You're a bunch of yellow-bellied, spineless, bigoted, quivering, drunken, insomniatic, paranoid, disgusting, perverted, voyeuristic, little obscene phone callers. That's what you are. Well, to hell with you. I don't need your fear and your stupidity. You don't get it. It's wasted on you. Pearls before swine. If one person out there had any idea what I'm talking about, I - (He suddenly began to take callers) Fred, you're on NightTalk!

Tucker: The Man and His Dream (1988)
Screenwriter(s): Arnold Schulman, David Seidler

"One Day, We're Gonna Find Ourselves at the Bottom of the Heap instead of King of the Hill"

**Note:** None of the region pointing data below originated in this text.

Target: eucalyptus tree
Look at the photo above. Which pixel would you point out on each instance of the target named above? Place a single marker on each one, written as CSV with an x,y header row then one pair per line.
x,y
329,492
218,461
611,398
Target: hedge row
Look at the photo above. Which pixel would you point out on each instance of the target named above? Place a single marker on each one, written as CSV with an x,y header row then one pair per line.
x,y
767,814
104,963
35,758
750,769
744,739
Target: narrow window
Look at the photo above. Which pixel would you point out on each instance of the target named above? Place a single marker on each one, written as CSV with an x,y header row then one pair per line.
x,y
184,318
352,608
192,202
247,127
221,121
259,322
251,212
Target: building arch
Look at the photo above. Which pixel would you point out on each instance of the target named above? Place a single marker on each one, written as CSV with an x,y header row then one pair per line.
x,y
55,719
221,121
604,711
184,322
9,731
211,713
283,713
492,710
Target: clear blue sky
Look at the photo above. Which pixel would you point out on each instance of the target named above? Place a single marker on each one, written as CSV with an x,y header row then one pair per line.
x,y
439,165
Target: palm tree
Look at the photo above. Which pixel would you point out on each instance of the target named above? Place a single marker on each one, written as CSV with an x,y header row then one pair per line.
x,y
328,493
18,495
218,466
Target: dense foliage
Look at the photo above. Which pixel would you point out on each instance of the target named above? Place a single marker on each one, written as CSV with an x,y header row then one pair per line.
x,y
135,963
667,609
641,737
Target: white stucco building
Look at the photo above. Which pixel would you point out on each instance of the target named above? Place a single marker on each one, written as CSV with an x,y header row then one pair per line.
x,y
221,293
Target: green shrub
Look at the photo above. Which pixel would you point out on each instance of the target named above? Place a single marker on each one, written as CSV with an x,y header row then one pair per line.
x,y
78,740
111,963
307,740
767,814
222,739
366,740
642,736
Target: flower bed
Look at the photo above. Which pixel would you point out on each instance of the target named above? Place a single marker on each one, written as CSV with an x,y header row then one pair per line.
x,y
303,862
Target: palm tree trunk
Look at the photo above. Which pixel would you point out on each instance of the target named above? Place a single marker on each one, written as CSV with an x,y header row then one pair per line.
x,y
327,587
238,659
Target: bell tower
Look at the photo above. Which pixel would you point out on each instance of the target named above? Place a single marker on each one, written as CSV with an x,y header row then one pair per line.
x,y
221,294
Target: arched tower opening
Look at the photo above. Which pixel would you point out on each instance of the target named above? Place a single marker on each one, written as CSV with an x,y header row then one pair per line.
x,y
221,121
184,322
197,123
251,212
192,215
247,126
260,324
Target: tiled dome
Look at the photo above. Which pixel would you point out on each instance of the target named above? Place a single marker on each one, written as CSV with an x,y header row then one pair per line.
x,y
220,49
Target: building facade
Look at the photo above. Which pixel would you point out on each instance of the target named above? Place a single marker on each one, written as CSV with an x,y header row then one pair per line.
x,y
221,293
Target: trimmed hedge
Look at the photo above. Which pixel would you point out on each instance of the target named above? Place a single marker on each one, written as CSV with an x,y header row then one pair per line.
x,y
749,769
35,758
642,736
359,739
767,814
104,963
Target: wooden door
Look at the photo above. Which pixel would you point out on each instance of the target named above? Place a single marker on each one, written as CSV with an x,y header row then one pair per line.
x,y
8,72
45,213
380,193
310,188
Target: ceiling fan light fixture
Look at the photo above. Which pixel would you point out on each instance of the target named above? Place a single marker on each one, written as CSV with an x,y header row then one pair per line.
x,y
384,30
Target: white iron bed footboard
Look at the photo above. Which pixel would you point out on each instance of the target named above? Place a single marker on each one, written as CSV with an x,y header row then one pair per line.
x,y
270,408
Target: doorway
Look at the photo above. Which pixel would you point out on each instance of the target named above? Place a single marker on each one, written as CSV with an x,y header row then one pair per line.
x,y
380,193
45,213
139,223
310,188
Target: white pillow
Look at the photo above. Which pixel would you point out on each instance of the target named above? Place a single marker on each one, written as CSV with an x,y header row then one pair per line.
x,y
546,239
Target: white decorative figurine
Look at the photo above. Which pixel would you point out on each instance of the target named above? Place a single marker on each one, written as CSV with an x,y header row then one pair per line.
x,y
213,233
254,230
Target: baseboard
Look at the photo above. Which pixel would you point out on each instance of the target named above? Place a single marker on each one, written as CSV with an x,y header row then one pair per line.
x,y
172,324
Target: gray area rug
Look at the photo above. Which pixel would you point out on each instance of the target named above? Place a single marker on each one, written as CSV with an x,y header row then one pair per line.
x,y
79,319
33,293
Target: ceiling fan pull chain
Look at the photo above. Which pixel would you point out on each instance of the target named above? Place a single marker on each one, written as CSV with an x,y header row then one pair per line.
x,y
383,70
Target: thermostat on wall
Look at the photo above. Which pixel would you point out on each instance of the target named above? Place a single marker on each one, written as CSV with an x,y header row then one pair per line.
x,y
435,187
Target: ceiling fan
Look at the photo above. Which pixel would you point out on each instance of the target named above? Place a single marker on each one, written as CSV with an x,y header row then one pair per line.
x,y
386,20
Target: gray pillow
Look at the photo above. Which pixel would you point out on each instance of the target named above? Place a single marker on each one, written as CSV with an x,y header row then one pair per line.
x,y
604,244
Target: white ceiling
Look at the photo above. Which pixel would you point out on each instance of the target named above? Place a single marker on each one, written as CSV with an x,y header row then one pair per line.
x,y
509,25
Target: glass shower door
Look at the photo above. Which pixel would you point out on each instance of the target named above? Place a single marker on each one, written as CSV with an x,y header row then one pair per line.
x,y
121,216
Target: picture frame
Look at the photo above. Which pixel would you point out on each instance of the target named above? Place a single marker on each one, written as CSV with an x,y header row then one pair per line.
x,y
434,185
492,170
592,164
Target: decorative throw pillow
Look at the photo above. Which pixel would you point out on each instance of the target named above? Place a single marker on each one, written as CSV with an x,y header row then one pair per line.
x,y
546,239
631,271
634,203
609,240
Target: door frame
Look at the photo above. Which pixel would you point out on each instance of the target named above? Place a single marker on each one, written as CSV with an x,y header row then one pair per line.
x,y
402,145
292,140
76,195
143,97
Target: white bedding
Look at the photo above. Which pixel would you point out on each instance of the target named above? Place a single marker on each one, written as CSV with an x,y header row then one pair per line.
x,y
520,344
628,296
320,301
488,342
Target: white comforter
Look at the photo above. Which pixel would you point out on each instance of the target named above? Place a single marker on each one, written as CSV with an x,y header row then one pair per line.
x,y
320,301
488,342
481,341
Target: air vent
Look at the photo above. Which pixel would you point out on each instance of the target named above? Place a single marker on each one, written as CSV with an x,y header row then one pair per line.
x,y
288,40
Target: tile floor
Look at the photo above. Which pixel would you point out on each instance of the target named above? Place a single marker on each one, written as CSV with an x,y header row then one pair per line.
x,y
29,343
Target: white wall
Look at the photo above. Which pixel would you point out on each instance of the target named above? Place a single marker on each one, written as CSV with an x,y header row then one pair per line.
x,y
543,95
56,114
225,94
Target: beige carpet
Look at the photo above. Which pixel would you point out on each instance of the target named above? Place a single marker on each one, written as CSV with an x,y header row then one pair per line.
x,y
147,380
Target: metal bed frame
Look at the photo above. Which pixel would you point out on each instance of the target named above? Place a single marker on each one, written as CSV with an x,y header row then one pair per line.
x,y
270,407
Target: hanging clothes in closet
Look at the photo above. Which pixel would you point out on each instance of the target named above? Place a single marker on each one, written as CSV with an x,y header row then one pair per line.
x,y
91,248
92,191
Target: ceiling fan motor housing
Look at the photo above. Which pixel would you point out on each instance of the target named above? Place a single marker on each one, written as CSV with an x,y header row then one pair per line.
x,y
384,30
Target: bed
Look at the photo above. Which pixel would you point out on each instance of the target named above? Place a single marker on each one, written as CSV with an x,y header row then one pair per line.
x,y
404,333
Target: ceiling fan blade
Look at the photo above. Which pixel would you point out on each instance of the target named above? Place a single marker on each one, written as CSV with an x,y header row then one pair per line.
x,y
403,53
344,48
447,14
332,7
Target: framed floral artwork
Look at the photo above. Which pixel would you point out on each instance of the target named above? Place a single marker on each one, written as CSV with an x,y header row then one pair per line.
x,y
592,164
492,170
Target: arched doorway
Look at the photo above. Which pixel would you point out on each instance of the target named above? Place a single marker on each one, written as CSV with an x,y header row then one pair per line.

Play clip (excerpt): Tucker: The Man and His Dream

1940s maverick car designer/entrepreneur Preston Tucker's (Jeff Bridges) closing argument, against false accusations brought against him by his competition - the Big Three automakers:

When I was a boy, I used to, uh, used to read all about Edison and the Wright Brothers, Mr. Ford. They were my heroes. 'Rags to Riches' - that's not just the name of a book. That's what this country was all about. We invented the 'free enterprise' system, where anybody, no matter who he was, where he came from, what class he belonged to - if he came up with a better idea about anything, there's no limit to how far he could go. I grew up a generation too late, I guess, because now the way the system works, the loner, the dreamer, the crackpot who comes up with some crazy idea that everybody laughs at, that later turns out to revolutionize the world - he's squashed from above before he even gets his head out of the water because the bureaucrats, they'd rather kill a new idea than let it rock the boat! If Benjamin Franklin were alive today, he'd be thrown in jail for sailing a kite without a license! It's true.

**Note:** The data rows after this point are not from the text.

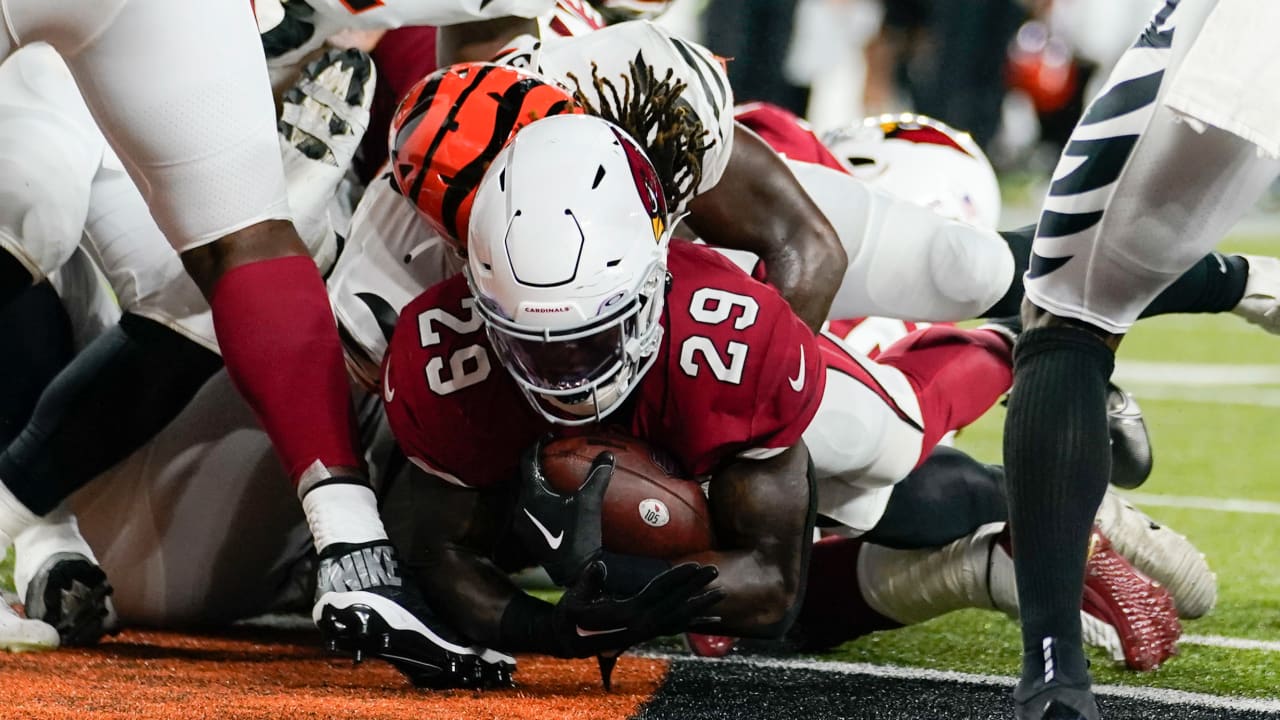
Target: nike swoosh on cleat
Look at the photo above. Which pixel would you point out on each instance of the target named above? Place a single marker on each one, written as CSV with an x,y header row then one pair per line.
x,y
583,633
388,391
553,541
798,382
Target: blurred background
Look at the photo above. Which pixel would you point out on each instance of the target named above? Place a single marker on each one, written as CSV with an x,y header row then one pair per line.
x,y
1014,73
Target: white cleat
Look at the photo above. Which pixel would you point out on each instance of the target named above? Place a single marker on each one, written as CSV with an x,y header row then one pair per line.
x,y
323,119
1261,301
1160,554
19,634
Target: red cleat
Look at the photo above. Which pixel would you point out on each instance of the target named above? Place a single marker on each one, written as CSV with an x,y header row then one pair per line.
x,y
1134,616
709,646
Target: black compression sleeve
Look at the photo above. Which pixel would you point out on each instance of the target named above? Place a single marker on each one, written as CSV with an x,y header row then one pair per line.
x,y
36,335
949,496
1020,246
115,396
526,627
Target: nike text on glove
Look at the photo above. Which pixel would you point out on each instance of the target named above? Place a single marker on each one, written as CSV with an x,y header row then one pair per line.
x,y
561,531
588,623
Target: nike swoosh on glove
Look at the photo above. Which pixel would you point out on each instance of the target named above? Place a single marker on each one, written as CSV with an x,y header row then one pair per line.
x,y
589,621
561,531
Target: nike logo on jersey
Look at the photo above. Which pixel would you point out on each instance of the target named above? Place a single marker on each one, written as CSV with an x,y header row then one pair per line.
x,y
798,382
583,633
552,541
388,391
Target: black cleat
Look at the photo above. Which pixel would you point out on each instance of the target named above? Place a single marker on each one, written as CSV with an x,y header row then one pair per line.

We're all puffed up with ourselves now 'cause we invented the bomb - dropped the - beat the daylights out of the Japanese, the Nazis. But if big business closes the door on the little guy with a new idea, we're not only closing the door on progress, but we're sabotaging everything that we fought for! Everything that the country stands for!! And one day we're gonna find ourselves at the bottom of the heap instead of king of the hill, having no idea how we got there, buying our radios and our cars from our former enemies. (A juror laughs) I don't believe that's gonna happen. I can't believe it because - if I ever stop believing in the plain 'ol common horse sense of the American people, be no way I could get out of bed in the morning. Thank you.